La paleontología al rescate, vocifera Wells. Los corales tienen franjas de crecimiento parecidas a los anillos de los árboles (y aprovechemos para recordar que, pese a todas las apariencias, los corales son animales, no plantas). Todo el mundo supone que cada anillo representa el crecimiento de un año y refleja los cambios de temperatura y de nutrientes disponibles, pero Wells lamenta que no haya experimentos que lo confirmen. "Hay cierta evidencia de que las fluctuaciones del suministro de nutrientes tienen poco efecto en la tasa de crecimiento de los corales", dice el autor. De modo que ¡precaución! Supongamos, con todo, que sí son franjas de crecimiento anual. Esto no nos dice nada que sirva para confirmar las antigüedades de las eras geológicas, sólo nos puede dar duraciones y sucesiones, mas no instantes precisos en el tiempo (geocronología, mas no geocronometría).

Pero dentro de las franjas anuales hay franjas mucho más finas. También corresponden a cambios de la tasa de crecimiento, pero de periodo menor que el anual. Podrían corresponder a muchas cosas: ciclos de actividad reproductiva, meses lunares, semanas, días, horas... Wells propone que las franjas finas son franjas de crecimiento diario; después de todo, dice, hay indicaciones de que el nivel de absorción de calcio del tejido coralino disminuye por la noche, lo que induciría un crecimiento al compás de los días. Entonces se pone a contar la cantidad promedio de franjas finas que caben en una franja anual en corales vivos... ¡y encuentra que se acerca a 360! "Esto sugiere fuertemente, salvo confirmación experimental, que estas líneas de crecimientos son diarias o circadianas", dice Wells.

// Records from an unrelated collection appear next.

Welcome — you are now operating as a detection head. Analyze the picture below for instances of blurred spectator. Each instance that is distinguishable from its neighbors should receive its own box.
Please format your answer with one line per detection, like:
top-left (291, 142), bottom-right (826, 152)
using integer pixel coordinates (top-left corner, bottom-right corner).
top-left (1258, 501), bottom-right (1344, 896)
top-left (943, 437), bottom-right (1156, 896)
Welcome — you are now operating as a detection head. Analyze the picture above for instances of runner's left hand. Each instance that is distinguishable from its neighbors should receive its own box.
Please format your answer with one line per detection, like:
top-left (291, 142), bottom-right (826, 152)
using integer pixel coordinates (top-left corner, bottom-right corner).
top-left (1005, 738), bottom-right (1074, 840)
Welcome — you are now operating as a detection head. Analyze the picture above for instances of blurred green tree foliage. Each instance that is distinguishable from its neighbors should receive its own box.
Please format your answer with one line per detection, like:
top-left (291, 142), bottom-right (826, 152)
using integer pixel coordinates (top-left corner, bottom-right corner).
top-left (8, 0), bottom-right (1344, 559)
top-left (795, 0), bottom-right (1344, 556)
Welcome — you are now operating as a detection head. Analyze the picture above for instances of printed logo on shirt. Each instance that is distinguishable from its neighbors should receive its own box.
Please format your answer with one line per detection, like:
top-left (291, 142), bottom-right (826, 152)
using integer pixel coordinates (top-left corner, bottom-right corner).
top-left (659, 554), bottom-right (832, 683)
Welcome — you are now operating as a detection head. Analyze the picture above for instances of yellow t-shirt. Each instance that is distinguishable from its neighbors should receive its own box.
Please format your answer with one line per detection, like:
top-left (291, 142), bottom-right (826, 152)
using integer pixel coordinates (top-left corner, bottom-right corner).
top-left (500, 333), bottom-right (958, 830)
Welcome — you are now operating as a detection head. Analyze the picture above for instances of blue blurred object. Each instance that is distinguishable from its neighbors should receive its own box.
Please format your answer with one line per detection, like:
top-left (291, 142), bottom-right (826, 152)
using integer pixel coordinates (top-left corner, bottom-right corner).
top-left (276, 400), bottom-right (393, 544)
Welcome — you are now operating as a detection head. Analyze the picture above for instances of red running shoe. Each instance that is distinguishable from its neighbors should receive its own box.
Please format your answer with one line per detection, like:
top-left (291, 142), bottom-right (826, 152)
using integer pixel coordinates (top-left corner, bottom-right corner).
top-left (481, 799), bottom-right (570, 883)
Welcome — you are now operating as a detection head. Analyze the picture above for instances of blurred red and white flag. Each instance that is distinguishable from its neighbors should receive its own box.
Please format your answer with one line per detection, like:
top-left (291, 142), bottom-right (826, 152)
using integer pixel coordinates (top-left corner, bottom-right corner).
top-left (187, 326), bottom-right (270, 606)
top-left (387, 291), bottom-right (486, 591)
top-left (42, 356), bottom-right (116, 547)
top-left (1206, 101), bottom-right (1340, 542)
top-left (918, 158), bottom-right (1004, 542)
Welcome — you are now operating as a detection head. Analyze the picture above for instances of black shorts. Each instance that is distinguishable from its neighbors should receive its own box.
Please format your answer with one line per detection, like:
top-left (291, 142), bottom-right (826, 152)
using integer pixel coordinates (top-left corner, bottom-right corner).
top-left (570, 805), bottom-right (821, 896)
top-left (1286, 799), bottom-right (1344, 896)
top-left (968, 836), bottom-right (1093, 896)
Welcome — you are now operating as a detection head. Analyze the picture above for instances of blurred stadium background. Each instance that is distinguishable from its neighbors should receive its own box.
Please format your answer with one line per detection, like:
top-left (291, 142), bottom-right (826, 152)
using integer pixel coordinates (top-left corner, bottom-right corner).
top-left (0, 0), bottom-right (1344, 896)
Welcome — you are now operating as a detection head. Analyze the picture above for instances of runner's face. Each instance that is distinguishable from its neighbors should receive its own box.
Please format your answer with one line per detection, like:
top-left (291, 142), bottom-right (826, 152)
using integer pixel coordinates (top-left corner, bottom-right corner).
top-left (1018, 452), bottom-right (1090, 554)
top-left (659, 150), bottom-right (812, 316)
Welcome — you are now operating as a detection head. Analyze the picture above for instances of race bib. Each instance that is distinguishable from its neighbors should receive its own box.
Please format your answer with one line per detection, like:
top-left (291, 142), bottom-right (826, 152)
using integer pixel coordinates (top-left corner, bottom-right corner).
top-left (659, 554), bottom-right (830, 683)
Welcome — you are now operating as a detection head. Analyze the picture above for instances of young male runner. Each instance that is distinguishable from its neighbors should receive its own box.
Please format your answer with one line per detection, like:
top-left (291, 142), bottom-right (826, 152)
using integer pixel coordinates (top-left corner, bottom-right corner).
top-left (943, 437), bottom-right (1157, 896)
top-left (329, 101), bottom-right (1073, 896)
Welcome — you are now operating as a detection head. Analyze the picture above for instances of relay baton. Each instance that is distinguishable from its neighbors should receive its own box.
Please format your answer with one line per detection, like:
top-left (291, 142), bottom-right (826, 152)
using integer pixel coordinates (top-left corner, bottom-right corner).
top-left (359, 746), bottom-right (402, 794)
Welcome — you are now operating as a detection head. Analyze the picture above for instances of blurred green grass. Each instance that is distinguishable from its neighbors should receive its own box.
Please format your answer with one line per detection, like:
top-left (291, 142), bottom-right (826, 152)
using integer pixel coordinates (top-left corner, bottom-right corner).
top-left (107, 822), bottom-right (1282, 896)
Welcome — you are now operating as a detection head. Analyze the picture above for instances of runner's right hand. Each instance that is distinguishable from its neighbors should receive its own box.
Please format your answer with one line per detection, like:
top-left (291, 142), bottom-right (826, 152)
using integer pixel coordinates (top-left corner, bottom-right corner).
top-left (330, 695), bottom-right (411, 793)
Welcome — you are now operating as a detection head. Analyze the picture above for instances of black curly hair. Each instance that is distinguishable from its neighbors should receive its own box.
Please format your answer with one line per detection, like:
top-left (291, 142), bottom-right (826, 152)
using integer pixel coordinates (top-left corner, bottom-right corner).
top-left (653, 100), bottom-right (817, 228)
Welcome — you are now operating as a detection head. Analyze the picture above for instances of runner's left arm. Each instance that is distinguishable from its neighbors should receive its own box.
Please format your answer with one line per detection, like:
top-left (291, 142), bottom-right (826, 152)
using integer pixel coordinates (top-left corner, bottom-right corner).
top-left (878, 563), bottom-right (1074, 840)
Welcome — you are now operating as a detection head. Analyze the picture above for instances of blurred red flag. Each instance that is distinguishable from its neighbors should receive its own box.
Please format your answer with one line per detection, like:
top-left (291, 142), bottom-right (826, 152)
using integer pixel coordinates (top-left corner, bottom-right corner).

"El paso siguiente, por supuesto, es tratar de determinar el número de líneas de crecimiento por año en corales fósiles". Claro. Superando ciertas dificultades, Wells encuentra unos cuantos fósiles de distintas regiones y de antigüedad Devónica (unos 350 millones de años), cuenta las franjas, y le da entre 385 y 410, es decir, grosso modo, 400 días por año, lo que caza bien con los datos isotópicos y astronómicos. Muy ufano, pero muy precavido como buen científico, y en el tono impersonal de rigor, Wells dice: "no se afirma que el crecimiento de los corales demuestre que ninguno de estos dos métodos es correcto; se sugiere más bien que la paleontología bien puede ofrecer un tercer tipo de pistas estabilizadoras, mucho más baratas, en el problema de la geocronometría". O dicho de otro modo, mi modesta ciencia da un método más cómodo y barato de medir las antigüedades de los fósiles que esas princesas, la astronomía y la geofísica. Al final el autor sugiere que se lleven a cabo estudios más rigurosos con otros organismos que también registren crecimientos diarios. Así se hizo, y los estudios reforzaron la conclusión tentativa de John Wells.

Halley se extrañó en el siglo XVIII de la discrepancia entre sus cálculos de las posiciones de los eclipses y los registros históricos y propuso que la rotación de la Tierra se hacía más lenta con el tiempo. Kant sugirió un mecanismo para explicar este efecto. Los astrónomos del siglo XX lo midieron con toda precisión. John Wells lo encontró fosilizado en las entrañas de organismos modestos que vivieron cuando los días eran más breves.